Nothing demonstrates this better than the marches in question. The first, that of the “victorious defeat” was so grotesque as to induce many to sacrifice all consideration to hilarity. Error. It matters little, was the message, who wins at the polls, since the only true people is the people of the faithful who march in the streets, the people of “true believers.” Only he embodies the collective moral ego, guards the immortal culture, forms the community in which the sense of belonging to the homeland is expressed. Did the vote reward the “colonial class”? To the “anti-people”? Well, “we will continue to govern with the people”, the march meant, our people, the “chosen people”, no matter how minority they may be. They call it “national thought” but it comes from afar, it is that of the entire European anti-enlightenment tradition, from the German romantics to the Spanish reactionaries.
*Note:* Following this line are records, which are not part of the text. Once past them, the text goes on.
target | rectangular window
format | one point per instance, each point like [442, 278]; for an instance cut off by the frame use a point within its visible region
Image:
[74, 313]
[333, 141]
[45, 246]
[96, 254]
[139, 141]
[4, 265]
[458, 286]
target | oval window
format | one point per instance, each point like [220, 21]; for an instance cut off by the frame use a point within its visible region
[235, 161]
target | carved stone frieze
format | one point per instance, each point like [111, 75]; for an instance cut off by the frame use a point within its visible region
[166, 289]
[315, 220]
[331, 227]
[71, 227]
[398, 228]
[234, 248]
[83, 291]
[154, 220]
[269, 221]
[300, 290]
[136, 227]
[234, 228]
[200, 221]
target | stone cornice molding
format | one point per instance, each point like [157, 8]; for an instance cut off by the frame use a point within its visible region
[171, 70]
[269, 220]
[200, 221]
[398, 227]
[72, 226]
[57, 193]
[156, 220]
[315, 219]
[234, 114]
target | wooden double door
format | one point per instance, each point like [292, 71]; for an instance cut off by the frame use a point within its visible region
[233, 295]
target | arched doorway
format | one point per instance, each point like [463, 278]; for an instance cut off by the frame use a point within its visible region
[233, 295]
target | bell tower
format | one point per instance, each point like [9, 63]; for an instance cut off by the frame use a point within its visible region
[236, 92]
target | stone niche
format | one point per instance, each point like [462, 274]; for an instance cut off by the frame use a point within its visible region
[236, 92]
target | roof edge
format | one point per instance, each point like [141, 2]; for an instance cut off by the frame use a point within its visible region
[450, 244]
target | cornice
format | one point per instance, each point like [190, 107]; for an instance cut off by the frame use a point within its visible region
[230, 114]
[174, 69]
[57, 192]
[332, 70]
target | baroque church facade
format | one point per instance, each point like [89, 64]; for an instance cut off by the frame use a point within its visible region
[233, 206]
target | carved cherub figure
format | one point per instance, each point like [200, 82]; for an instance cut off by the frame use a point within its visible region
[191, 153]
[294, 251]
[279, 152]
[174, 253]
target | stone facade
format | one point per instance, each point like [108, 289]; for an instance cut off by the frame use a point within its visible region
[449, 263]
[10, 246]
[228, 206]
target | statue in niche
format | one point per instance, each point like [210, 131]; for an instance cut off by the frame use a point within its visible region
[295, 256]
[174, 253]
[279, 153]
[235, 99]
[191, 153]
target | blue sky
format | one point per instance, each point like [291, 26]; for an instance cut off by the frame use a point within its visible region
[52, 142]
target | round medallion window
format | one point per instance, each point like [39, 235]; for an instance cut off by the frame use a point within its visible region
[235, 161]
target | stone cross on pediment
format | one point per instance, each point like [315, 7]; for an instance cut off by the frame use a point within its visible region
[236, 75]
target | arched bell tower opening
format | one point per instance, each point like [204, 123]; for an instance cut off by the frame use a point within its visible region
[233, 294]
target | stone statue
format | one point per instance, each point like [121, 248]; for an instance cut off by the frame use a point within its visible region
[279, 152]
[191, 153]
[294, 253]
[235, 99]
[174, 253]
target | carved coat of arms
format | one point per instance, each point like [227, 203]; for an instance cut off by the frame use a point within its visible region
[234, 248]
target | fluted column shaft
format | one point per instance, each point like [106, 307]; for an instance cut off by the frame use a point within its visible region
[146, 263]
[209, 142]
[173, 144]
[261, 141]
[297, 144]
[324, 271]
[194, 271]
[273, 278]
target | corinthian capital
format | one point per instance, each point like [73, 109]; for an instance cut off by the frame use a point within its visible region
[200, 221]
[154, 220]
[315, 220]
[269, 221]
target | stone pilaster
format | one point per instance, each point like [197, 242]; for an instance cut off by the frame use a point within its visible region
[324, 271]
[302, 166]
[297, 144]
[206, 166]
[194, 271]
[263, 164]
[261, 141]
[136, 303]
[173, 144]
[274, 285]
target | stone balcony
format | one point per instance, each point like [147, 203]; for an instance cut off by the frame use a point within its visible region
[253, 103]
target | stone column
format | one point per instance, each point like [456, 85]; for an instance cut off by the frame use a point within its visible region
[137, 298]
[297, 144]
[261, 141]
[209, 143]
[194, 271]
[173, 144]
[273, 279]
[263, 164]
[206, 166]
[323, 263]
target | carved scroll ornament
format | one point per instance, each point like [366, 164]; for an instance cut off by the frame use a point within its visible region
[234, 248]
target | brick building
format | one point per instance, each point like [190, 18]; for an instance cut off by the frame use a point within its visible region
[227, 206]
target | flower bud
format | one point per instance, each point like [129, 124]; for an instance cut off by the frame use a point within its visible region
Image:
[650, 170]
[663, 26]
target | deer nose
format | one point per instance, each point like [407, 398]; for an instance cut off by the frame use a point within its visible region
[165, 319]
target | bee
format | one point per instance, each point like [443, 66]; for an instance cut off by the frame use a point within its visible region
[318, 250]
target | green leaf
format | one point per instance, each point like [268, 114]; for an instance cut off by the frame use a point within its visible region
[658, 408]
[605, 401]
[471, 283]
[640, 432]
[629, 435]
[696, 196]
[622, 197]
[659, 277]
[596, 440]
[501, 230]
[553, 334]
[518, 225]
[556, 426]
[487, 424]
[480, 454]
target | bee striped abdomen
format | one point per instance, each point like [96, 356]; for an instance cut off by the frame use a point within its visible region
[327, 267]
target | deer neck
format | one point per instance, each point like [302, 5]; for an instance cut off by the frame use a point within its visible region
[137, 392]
This estrangement from the principles of liberal democracy, the chronic contempt for its procedures and its ethos they stand out even more in the second march, the one held “for democracy.” Poor prostituted word! Is there anything less democratic than celebrating democracy alone? Is there a political liturgy that should unite everyone more than this? No way! Giovanni Sartori, lover of paradoxes, said: “Democracy is a pompous word to call something that does not exist”. As “village”, on the other hand. Precisely for this reason he feared the abuse of the term: who, at this point, does not define himself as a democrat? As a good theoretician of democracy, therefore, one of the most lucid of the 20th century, he never stopped advocating limited government, the balance of powers, respect for minorities. And to invoke the people of the Constitution, a voluntary association of individuals, in opposition to the people, the “natural” community of faith, ethnicity or culture, the source of all intolerance and abuse. A good “liberal”, leftist or not, should know. But I doubt that President Fernández knows. How to explain, if not, the blessing of Daniel Ortega, the predilection for China and Cuba, the love for Iran and Venezuela, the fatal attraction for Putin, for everything farthest from democracy on Earth? Foreign policy is not an inert appendage that can be twisted at will, but the mirror of what we are and want to be: that is how it was for Perón, friend of every dictator; so it remains.
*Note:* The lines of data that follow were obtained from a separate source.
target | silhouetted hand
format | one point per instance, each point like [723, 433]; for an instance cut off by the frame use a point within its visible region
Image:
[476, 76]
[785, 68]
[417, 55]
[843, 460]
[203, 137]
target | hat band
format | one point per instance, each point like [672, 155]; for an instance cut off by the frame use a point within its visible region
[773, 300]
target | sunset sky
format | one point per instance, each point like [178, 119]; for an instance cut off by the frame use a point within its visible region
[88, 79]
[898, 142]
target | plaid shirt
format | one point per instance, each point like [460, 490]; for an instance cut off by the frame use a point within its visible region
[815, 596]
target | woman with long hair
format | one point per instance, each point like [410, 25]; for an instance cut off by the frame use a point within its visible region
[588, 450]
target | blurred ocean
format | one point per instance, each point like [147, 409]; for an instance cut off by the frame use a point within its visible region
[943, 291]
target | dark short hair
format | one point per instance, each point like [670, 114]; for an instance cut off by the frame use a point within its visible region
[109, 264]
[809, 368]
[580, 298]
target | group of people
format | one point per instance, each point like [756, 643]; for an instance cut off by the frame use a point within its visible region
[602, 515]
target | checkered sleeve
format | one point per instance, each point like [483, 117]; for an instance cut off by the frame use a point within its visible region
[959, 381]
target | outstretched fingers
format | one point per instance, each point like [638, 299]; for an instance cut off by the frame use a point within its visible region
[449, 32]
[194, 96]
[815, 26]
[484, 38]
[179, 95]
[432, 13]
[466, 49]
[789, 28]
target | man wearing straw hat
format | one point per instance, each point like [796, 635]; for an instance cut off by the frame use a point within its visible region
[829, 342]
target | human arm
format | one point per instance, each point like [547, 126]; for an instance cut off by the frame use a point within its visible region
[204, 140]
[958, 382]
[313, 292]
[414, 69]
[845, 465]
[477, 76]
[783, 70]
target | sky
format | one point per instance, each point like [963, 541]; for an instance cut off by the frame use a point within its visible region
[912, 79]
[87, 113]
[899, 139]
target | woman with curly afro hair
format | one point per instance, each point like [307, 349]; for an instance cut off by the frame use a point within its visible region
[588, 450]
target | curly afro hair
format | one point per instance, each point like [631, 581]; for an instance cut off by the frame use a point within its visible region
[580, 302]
The third march, in fact, the one that Kirchnerism intends to carry out on February 1 against the Court Supreme, is directly coup. I hate using high-sounding terms, so abused that they have lost much of their evocative power. But how to call coercion against a constitutional power? The attempt to de facto change the institutional balance of the democratic order? Seen closely, the immediate intention is evident: the control of Justice, the impunity of Cristina Kirchner. But seen in a broader perspective it is even worse, it is the umpteenth manifestation of a despotic political culture, determined to monopolize power and disassociate itself from the Western liberal tradition. There is little to do: no matter how much the chameleon changes color, no matter how much Peronism adopts the language suggested by the bon ton, it always ends up bursting the buttons of the democratic dress that she reluctantly puts on: it fits her, it is “a orangutan with sacoleva”, to use the beautiful title of a classic Colombian political history book. His march is always the same, the march on Rome.